You can then write chunks using autosave_write_chunk, or you can write directly to the stream (if for example you had a FORM chunk you wanted to write in full), but you would need to be careful that you are creating valid IFF chunks. Don’t forget the padding bytes!

void autosave_write_chunk(strid_t str, glui32 id, const char *buf, glui32 len);

When the VM has finished writing all its chunks, call autosave_write_finalise, and then you can close the stream.

void autosave_write_finalise(strid_t str);

Questions

  1. Should there be a single way of naming autosave files that doesn’t depend on the storyfile format? For example, we could do a md5 of the first 128(?) bytes of the storyfile. This would assist multi-interpreters locate an autosave. Alternatively, seeing as multi-interpreters already need to have a system for detecting storyfile formats, that system could also include how to name an autosave.
  2. How should remote GlkOte’s autosave data be obtained? Instead of having a function (which for remote GlkOte would need its own HTTP request), should we just send the autosave data in a normal GlkOte output? It won’t typically be very much, just graphics window background colours (why?), window line input history, and transcript recorder session.
  3. Likewise for restoring, how should it work with remote GlkOte?
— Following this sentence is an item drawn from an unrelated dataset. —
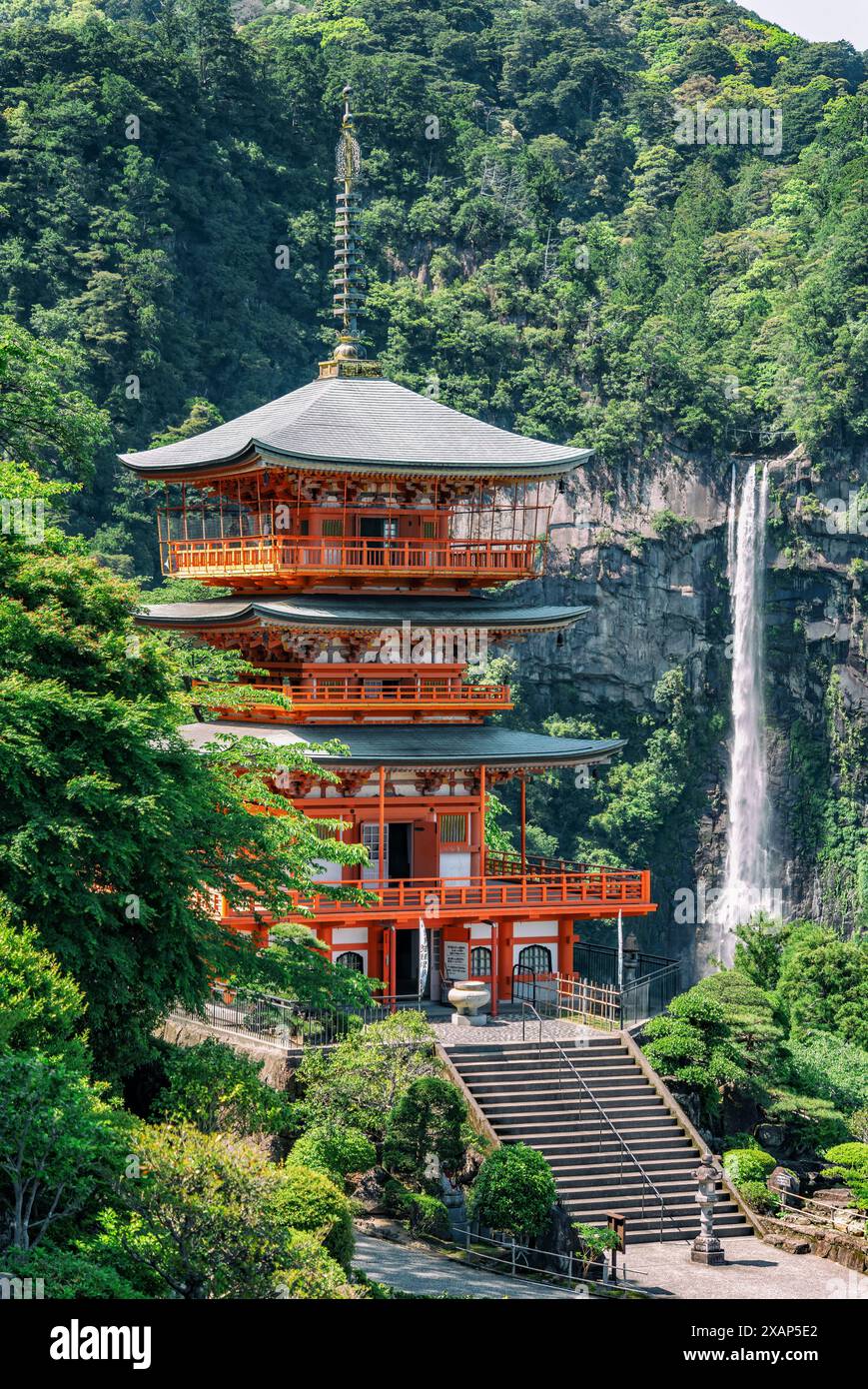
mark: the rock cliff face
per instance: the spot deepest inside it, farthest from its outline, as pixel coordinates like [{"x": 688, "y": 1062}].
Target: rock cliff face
[{"x": 660, "y": 599}]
Maybe there should be a little local GlkOte layer on the server (as part of the Glk library) which handles checking the version, and loading its autosave data.
  4. How to handle embedded FORM chunks? I think the Blorb functions return the content of most chunks, aside from FORM chunks which they return in full? It’s quirky, but probably makes sense to copy this behaviour.
  5. Should Zarf’s original hook functions be changed at all? Is the VM storing Glk state, or its own state? (What does “Push the glk_select() argument onto the stack. (This is available as an argument of the select hook function.)” mean?)